Quale futuro per la Valle dell’Idrogeno? Per Slovenia e Croazia è già realtà

23.11.2022 – 14.07 – Come funzionerà la Valle dell’Idrogeno transfrontaliera? Cosa comporterà per Trieste e la Venezia Giulia? Quando i primi – gassosi – combustibili attraverseranno i nostri confini?
Il convegno ‘Il Golfo di Trieste tra sviluppo ed ecosostenibilità‘ ha nuovamente toccato il tema dell’Hydrogen Valley, sulla quale si è creata negli ultimi mesi una notevole aspettativa mediatica. L’evento, organizzato da Europe Direct Trieste, voleva infatti evidenziare i progetti europei transfrontalieri e gli investimenti che riguardano il Golfo di Trieste con un’enfasi sulla ecosostenibilità nel mar Adriatico.
Il Direttore del Dipartimento Innovazione e Servizi al Cittadino Lorenzo Bandelli ha portato i saluti del Comune, ricordando come l’area dove si svolge il convegno, cioè l’Urban Center sia una “casa comunale”, sdemanializzata dall’originale funzione di Magazzino 0 del Porto Vecchio e, ancor prima, di Magazzino del Sale. Si è trattata di una scelta politica, rivendicata dal Comune: voler trasformare il vecchio hangar in un centro di innovazione, un Urban Center dove “l’uomo che ha un’idea può realizzarla”.
In questo contesto l’argomento tecnologico del convegno risuonava quale particolarmente adatto al luogo.

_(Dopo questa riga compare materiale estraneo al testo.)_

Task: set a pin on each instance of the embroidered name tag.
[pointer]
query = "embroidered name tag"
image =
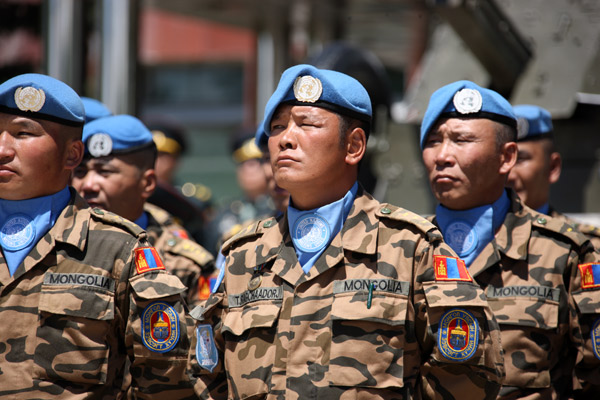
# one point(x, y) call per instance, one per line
point(379, 285)
point(540, 292)
point(91, 280)
point(249, 296)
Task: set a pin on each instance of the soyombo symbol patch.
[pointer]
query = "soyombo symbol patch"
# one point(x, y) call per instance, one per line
point(160, 327)
point(450, 269)
point(146, 259)
point(458, 336)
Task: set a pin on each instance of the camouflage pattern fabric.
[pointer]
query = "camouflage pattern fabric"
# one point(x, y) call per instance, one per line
point(325, 335)
point(183, 257)
point(526, 272)
point(72, 315)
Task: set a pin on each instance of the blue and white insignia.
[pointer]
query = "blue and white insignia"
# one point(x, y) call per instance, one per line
point(458, 335)
point(467, 101)
point(160, 327)
point(206, 351)
point(595, 335)
point(17, 232)
point(461, 237)
point(311, 233)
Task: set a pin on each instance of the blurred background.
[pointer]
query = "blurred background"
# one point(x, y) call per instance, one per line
point(211, 65)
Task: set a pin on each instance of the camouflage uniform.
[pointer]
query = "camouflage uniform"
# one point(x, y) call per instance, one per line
point(184, 258)
point(75, 307)
point(525, 271)
point(322, 335)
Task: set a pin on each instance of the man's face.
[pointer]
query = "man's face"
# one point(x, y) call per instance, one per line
point(305, 149)
point(112, 184)
point(465, 166)
point(35, 157)
point(533, 174)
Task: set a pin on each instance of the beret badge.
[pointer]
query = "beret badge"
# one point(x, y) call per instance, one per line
point(30, 98)
point(100, 145)
point(307, 89)
point(467, 101)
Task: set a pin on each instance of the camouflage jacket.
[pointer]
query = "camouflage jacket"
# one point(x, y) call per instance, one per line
point(183, 257)
point(526, 272)
point(364, 323)
point(77, 307)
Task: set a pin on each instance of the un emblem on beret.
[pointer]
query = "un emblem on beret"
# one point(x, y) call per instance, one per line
point(467, 101)
point(307, 89)
point(100, 145)
point(30, 98)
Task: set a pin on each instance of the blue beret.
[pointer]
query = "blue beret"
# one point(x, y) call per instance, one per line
point(533, 122)
point(310, 86)
point(94, 109)
point(466, 99)
point(116, 134)
point(41, 97)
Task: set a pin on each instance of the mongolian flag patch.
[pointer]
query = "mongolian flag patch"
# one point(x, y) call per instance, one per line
point(450, 269)
point(590, 275)
point(147, 259)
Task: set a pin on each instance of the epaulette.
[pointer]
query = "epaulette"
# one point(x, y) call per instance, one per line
point(189, 249)
point(255, 229)
point(400, 214)
point(114, 219)
point(561, 227)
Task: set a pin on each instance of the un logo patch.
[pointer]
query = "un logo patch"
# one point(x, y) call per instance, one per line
point(160, 327)
point(458, 336)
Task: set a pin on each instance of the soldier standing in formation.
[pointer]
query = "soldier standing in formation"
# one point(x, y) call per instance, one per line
point(523, 260)
point(117, 174)
point(83, 295)
point(340, 297)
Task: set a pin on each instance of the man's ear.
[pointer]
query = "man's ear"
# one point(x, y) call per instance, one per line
point(509, 155)
point(356, 146)
point(75, 150)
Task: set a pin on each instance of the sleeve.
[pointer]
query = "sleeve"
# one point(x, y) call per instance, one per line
point(158, 327)
point(455, 327)
point(585, 292)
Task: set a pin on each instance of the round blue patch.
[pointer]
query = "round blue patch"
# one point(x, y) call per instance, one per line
point(160, 327)
point(311, 233)
point(595, 335)
point(17, 232)
point(458, 335)
point(461, 237)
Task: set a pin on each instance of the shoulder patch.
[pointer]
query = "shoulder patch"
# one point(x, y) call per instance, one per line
point(450, 269)
point(401, 214)
point(114, 219)
point(147, 259)
point(248, 232)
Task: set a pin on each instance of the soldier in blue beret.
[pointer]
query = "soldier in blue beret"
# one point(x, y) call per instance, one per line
point(336, 297)
point(75, 280)
point(522, 259)
point(117, 174)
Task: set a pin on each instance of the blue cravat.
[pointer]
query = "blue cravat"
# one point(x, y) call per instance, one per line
point(24, 222)
point(313, 230)
point(467, 232)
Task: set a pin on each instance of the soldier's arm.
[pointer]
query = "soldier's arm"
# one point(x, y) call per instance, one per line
point(458, 334)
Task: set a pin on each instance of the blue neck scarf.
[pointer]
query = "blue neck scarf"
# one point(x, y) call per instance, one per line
point(467, 232)
point(24, 222)
point(313, 230)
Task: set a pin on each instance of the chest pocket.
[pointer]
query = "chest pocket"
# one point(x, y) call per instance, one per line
point(249, 327)
point(72, 341)
point(368, 333)
point(529, 322)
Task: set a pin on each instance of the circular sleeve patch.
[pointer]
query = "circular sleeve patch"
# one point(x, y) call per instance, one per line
point(458, 335)
point(595, 335)
point(160, 327)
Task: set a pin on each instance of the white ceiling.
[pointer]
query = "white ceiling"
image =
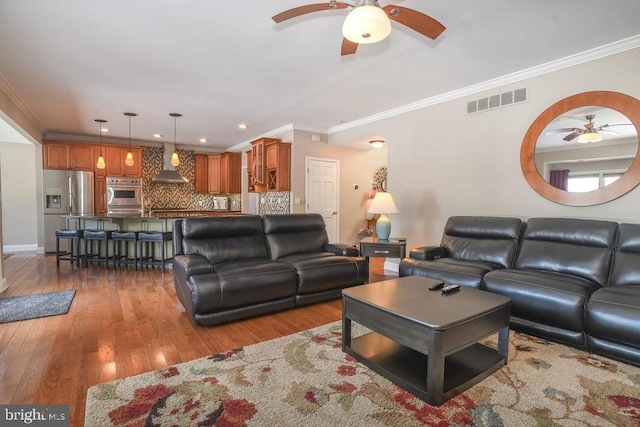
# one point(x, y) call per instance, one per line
point(224, 63)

L’Assessore all’Ambiente ed Energia della Regione Friuli Venezia Giulia Fabio Scoccimarro a sua volta ha portato i saluti della Regione, tradizionalmente molto attiva sul fronte scientifico e ambientale, con particolare riferimento alla Valle dell’idrogeno della quale è attivo partner. Scoccimarro ha colto l’occasione per chiedersi, perchè non proporre come ‘brand’ il golfo di Trieste stesso, considerando quante iniziative vi ruotino attorno; dalla logistica alla Barcolana. Il golfo andrebbe ‘brandizzato’, sfruttato maggiormente a livello pubblicitario; sotto il profilo scientifico, ha ricordato l’assessore, qui l’inventore Ressel sperimentò per la prima volta nella storia l’applicazione di un’elica per la propulsione navale.
Guardando invece al tema dell’ecosostenibilità, Scoccimarro ha ricordato che vi debba essere una “compatibilità ambientale con le industrie”, ricordando che “l’uomo è anch’egli parte della natura”. C’è stato negli ultimi anni un “crescendo wagneriano nella sostenibilità ambientale”, una sensibilità sempre più accentuata da parte della popolazione; rimane però un impegno limitato all’Europa e agli Stati Uniti, secondo l’assessore, ancora invalidato dalle politiche della Repubblica Popolare Cinese e dall’India.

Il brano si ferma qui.